File and Output Parsing

Related Pages

Related topics: Data Model and Flow, Extending Harbinger Playbook and Output Templating

Relevant source files

File and Output Parsing

File and output parsing in Harbinger is a critical component responsible for processing raw data obtained from C2 implants, proxy jobs, and file uploads. This system extracts structured information such as processes, file lists, and specific indicators, which are then used to enrich the project's database and graph models. The parsing capabilities allow for automated analysis, timeline generation, and identification of key findings, contributing to situational awareness and detection risk assessments.

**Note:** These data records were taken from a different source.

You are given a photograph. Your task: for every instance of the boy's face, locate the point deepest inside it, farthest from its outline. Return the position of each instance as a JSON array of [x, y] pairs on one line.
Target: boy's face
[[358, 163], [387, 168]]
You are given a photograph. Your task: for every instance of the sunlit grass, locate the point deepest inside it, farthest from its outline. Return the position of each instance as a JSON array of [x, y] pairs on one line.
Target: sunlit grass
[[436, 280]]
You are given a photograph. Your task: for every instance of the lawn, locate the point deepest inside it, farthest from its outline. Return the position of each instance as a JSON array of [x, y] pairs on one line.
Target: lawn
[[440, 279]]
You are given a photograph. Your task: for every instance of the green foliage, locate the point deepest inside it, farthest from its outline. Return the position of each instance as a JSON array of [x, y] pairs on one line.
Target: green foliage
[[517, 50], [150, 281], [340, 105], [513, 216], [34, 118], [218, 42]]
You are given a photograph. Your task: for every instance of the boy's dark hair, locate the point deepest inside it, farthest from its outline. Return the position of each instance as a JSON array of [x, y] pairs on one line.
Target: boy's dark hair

The parsing framework is designed with extensibility, utilizing abstract base classes for both output and file parsing, allowing for the addition of new parsers for various data formats and command outputs. The entire process is integrated into the system's workflow engine, ensuring that data is processed efficiently and consistently.

Output Parsing

Output parsing focuses on analyzing text-based responses from C2 tasks to extract relevant entities. This is managed through the OutputParser abstract base class. Sources: harbinger/src/harbinger/worker/output.py:27-44

`OutputParser` Abstract Base Class

The OutputParser class defines the interface for all text output parsers. Each concrete parser must implement match and parse methods. Sources: harbinger/src/harbinger/worker/output.py:27-44

# harbinger/src/harbinger/worker/output.py
class OutputParser(abc.ABC):
    needle: list[str] = []
    labels: list[str] = []

    def __init__(self, db: AsyncSession) -> None:
        self.db = db

    @abc.abstractmethod
    async def match(self, text: str) -> bool:
        raise NotImplementedError("This should be implemented")

    @abc.abstractmethod
    async def parse(
        self,
        text: str,
        c2_implant_id: str | UUID4 | None = None,
        c2_output_id: str | UUID4 | None = None,
        file_id: str | UUID4 | None = None,
    ) -> None:
        raise NotImplementedError("This should be implemented")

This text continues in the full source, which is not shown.